A new study shows that pre-Columbian people of a culturally diverse but not well-documented area of the Amazon in South America significantly altered their landscape thousands of years earlier than previously thought. The findings counter the notion of a pristine Amazon during pre-Columbian times.


Neil A. Duncan, Nicholas J. D. Loughlin, John H. Walker, Emma P. Hocking, and Bronwen S. Whitney. Pre-Columbian fire management and control of climate-driven floodwaters over 3,500 years in southwestern AmazoniaPNAS, 2021 DOI: 10.1073/pnas.2022206118

Significance: The Chavín, Moche, Tiwanaku, and Inka are well-known pre-Columbian cultures, but during the same time, in the southwestern Amazon, people were transforming a 100,000-km2 landscape over thousands of years. The extent of earthworks in the Llanos de Mojos has become clear since the 1960s, but dating these features has been difficult. We show that pre-Columbian people used hydrological engineering and fire to maximize aquatic and terrestrial resources beginning at least 3,500 years ago. In the 17th century CE, cattle and new technologies brought by Jesuit missions altered the form and function of these landscapes. The scale and antiquity of these Amazonian earthworks demand comparison with domesticated landscapes and civilizations from around the world.

Abstract: In landscapes that support economic and cultural activities, human communities actively manage environments and environmental change at a variety of spatial scales that complicate the effects of continental-scale climate. Here, we demonstrate how hydrological conditions were modified by humans against the backdrop of Holocene climate change in southwestern Amazonia.

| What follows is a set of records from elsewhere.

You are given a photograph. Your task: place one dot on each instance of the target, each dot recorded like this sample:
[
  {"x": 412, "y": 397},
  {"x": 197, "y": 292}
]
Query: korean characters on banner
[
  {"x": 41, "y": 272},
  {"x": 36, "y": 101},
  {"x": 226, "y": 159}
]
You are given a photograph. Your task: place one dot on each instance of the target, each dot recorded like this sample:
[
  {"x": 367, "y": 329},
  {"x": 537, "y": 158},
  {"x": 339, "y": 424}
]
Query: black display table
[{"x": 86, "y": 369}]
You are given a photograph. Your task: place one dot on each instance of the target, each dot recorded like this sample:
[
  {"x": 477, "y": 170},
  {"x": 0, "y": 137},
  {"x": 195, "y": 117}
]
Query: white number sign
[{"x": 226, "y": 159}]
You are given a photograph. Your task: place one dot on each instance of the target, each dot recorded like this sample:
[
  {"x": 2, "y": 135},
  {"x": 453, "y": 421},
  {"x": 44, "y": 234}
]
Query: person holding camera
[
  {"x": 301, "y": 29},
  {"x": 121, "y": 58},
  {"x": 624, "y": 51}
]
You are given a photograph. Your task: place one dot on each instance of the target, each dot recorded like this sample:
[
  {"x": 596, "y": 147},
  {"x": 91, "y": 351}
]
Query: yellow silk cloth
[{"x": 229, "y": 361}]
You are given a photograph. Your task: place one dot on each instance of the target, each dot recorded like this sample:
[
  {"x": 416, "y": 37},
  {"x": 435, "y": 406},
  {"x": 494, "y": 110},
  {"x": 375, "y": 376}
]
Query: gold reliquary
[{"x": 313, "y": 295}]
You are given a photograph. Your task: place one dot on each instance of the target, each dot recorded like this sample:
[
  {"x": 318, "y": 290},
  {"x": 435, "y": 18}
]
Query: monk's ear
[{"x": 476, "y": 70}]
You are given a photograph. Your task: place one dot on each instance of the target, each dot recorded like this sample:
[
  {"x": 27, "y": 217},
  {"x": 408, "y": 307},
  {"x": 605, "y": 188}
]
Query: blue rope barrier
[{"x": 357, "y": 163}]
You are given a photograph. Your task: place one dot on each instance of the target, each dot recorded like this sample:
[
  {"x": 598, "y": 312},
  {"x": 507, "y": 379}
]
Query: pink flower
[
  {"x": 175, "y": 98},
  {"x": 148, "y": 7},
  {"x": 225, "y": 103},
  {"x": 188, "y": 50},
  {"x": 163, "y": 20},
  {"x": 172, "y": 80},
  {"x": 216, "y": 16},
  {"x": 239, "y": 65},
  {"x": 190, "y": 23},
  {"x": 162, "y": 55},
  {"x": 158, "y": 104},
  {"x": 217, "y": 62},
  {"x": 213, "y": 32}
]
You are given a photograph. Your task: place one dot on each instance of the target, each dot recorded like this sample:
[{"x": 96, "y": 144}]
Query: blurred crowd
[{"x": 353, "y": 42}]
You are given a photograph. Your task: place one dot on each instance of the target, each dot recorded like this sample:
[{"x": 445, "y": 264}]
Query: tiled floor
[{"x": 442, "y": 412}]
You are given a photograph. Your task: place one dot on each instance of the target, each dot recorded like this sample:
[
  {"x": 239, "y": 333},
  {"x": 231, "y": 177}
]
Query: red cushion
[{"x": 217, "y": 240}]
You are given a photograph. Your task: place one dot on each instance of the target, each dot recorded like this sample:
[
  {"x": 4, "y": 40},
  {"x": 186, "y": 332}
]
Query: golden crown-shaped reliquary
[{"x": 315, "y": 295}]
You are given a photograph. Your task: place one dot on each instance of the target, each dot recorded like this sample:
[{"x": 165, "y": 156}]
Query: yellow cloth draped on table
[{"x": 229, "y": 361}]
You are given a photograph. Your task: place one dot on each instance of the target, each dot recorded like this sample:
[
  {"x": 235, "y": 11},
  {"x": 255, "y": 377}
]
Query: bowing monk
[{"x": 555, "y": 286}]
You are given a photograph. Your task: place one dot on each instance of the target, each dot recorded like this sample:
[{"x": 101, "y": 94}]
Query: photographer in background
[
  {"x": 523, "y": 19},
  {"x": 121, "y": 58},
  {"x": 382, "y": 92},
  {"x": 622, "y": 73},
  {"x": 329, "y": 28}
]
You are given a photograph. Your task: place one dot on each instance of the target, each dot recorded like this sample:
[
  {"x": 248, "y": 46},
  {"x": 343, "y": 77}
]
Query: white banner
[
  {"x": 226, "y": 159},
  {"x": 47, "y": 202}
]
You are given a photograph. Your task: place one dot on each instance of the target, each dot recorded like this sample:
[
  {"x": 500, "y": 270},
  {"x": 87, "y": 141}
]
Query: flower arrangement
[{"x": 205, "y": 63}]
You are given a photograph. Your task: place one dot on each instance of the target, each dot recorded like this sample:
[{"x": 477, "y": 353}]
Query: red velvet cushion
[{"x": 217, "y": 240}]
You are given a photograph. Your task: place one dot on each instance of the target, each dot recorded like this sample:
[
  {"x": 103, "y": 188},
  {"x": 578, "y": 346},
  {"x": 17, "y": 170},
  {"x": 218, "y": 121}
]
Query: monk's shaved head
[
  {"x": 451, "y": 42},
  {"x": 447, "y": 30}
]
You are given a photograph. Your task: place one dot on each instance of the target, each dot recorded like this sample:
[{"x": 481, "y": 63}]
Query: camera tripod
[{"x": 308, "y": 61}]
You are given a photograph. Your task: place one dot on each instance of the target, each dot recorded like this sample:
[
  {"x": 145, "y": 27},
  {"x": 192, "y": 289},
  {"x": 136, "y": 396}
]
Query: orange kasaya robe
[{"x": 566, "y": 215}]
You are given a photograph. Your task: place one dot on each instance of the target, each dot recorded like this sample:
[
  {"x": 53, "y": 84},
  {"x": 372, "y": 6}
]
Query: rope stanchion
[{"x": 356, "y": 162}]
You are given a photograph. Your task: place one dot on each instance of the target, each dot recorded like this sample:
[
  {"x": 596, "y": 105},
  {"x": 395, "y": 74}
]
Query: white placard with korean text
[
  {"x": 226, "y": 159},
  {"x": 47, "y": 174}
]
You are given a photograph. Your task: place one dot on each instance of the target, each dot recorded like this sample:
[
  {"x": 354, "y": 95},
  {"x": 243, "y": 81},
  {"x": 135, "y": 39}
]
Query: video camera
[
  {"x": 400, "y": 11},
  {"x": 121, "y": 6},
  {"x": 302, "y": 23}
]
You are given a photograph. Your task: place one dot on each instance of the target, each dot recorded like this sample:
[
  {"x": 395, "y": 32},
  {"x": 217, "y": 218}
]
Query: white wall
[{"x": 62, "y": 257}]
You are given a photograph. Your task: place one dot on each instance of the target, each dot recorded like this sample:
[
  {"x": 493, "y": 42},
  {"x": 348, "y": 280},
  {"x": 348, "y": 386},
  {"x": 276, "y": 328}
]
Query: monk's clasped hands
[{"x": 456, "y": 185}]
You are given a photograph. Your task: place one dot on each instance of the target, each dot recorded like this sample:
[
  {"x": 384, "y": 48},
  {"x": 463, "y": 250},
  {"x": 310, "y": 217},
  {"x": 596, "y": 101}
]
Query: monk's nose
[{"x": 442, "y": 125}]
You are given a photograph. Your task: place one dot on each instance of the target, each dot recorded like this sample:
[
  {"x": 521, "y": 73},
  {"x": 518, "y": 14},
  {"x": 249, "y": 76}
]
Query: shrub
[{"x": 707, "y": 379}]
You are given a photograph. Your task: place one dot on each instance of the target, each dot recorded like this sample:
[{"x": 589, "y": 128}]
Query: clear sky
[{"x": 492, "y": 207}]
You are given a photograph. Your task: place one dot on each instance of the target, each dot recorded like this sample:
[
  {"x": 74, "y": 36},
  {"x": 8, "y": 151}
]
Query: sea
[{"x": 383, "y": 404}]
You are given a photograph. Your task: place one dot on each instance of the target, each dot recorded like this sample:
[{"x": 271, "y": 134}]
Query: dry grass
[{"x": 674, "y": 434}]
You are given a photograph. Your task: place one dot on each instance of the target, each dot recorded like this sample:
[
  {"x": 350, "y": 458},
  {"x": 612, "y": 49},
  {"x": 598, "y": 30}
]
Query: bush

Paleoecological investigations (phytoliths, charcoal, pollen, diatoms) of two sediment cores extracted from within the same permanent wetland, ∼22 km apart, show a 1,500-y difference in when the intensification of land use and management occurred, including raised field agriculture, fire regime, and agroforestry. Although rising precipitation is well known during the mid to late Holocene, human actions manipulated climate-driven hydrological changes on the landscape, revealing differing histories of human landscape domestication. Environmental factors are unable to account for local differences without the mediation of human communities that transformed the region to its current savanna/forest/wetland mosaic beginning at least 3,500 y ago. Regional environmental variables did not drive the choices made by farmers and fishers, who shaped these local contexts to better manage resource extraction. The savannas we observe today were created in the post-European period, where their fire regime and structural diversity were shaped by cattle ranching.